Fue declarada Monumento Artístico Nacional en 1942 y se cree, sin certeza histórica, que su construcción data del año 1255. Fue reedificada en los primeros años del siglo XVII. Ha sido cuna de las órdenes de jesuitas y calasancios y morada de San Ignacio de Loyola y San José de Calasanz.

La ermita es sede de una de las cofradías más antiguas de la ciudad: la Cofradía del Cristo de los Doctrinos, fundada en 1661. La imagen que veneran y procesionan sus cofrades preside el interior de la capilla. Se trata de una talla de 1590, labrada en maderas nobles por el jesuita Domingo Beltrán. También se le conoce como el Cristo Universitario porque los estudiantes se encomendaban a él antes de los exámenes.

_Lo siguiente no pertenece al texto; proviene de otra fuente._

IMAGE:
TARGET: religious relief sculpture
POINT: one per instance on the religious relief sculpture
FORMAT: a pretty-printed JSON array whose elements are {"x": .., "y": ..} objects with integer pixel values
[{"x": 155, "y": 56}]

La capilla acoge el sepulcro renacentista de doña Catalina de Gamboa y Mendoza, muerta a la edad de trece años. También destacan el pequeño púlpito de madera que sobresale de la pared y un largo banco corrido del siglo XVI.

Son también lugares de interés la sacristía, transformada en museo sacro, y el patio ajardinado de la ermita, conocido como Corral de Mataperros. Mientras que la capilla puede visitarse todos los días en horario de culto, la sacristía y el patio necesitan de un aviso previo a un miembro de la cofradía.